Gleichwohl sind sich Branchenbeobachter einig, dass sich der Wettbewerb um wechselwillige Kunden künftig nicht an Plakatwänden, sondern primär im Internet entscheiden wird: "Digitale Präsenz wird für die Konzerne immer wichtiger, da sich die Bundesbürger zunehmend im Netz über Stromtarife informieren.

Suchmaschinen-Marketing wird erheblich an Bedeutung gewinnen", erwartet Thomas Stollberger, Chef des Stromverbraucher-Portals Verivox. Der Experte sieht in dieser Entwicklung vor allem eine Chance für die kleineren Stromanbieter, die auf diese Weise auch ohne große Werbebudgets gegenüber den Verbrauchern Flagge zeigen können.

Auch bei "E wie einfach" ist die Website Dreh- und Angelpunkt der Kundenakquise. Auf wolkige Markenversprechen wird weitgehend verzichtet, Sprache und Grafik des nahezu farbfreien Netzauftritts fallen spartanisch aus.
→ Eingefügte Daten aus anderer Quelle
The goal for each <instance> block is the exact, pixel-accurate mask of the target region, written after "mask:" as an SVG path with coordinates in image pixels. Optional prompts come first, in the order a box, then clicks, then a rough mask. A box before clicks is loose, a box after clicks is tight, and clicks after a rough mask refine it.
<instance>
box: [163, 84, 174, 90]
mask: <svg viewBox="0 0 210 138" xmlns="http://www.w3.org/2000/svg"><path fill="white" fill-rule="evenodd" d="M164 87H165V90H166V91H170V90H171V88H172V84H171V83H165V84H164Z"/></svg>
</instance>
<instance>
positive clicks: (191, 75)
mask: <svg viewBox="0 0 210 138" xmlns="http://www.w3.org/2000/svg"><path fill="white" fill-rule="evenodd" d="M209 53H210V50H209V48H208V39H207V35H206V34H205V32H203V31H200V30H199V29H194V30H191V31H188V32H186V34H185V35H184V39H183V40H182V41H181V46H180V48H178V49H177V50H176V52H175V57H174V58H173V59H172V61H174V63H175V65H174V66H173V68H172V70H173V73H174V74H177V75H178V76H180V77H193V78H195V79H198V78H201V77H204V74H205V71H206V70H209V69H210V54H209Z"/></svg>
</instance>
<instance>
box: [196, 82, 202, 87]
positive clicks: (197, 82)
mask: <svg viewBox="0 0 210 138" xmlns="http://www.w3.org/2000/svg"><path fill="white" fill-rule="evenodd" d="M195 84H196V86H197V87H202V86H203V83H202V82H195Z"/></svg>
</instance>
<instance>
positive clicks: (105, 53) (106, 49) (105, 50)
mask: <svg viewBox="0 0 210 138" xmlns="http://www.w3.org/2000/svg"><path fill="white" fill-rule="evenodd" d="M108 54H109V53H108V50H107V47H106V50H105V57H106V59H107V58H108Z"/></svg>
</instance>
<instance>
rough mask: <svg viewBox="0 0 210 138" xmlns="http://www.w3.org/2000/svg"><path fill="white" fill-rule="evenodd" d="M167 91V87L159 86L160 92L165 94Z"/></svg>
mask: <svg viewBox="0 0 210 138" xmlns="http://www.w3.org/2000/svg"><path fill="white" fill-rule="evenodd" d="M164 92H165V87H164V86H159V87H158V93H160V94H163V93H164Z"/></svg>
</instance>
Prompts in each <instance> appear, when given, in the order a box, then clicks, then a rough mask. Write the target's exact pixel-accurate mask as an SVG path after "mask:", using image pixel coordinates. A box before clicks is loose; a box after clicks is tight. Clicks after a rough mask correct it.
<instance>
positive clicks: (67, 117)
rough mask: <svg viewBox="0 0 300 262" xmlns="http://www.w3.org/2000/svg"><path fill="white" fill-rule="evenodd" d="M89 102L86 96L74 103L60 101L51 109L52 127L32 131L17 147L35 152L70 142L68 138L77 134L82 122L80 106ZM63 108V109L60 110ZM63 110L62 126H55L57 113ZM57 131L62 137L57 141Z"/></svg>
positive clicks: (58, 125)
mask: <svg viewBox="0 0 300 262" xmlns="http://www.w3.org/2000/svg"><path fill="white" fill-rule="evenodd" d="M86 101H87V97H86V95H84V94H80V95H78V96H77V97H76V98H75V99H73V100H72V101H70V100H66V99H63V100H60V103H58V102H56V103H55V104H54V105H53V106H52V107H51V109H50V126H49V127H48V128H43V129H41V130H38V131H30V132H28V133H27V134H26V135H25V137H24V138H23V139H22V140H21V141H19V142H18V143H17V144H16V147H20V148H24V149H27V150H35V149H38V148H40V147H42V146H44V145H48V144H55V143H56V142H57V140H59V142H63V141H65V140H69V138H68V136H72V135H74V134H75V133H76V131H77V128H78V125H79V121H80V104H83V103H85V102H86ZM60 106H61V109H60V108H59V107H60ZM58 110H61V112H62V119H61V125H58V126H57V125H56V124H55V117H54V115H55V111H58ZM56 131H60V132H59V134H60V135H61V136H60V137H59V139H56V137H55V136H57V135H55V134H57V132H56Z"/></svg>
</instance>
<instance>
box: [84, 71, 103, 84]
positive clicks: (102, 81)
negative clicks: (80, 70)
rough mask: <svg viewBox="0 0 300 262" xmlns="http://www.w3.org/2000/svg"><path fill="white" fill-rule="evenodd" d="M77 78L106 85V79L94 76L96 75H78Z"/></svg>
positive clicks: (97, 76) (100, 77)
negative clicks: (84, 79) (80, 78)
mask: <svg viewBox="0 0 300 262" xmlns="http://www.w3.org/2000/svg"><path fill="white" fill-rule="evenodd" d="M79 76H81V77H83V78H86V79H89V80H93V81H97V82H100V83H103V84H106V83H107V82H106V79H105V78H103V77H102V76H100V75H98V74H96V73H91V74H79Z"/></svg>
Konzentration auf den konkreten Verbrauchernutzen

Nach Jahren produktferner Image-Werbung konzentriert sich die Branche somit erstmals wieder stärker auf den konkreten Verbrauchernutzen und die Darstellung des Preis-Leistungs-Verhältnisses.

"Die größte Angst der Deutschen ist die vor steigenden Lebenshaltungskosten. Bei Energie wünschen sich die Verbraucher günstigere Preise und stabile Angebote mit planbaren Ausgaben", glaubt "E wie einfach"-Geschäftsführerin Marie-Luise Wolff.

Das neue Engagement der Stromkonzerne ist jedoch weniger den finanziellen Nöten vieler Bundesbürger als aktuellen Forderungen aus Brüssel geschuldet. Mit ihren neuen Töchtern wollen Konzerne wie e.on und RWE sich vor allem für künftige Strukturveränderungen in Form bringen.

Der Druck der EU wird bleiben

EU-Präsident José Manuel Barroso fordert seit längerem mehr Wettbewerb und will die deutschen Energiekonzerne zwingen, ihre Netze zu verkaufen und nur noch als Stromerzeuger zu agieren - eine Forderung, gegen die sich die Bundesregierung bisher nicht wehrt. Der Druck der EU wird indes bleiben.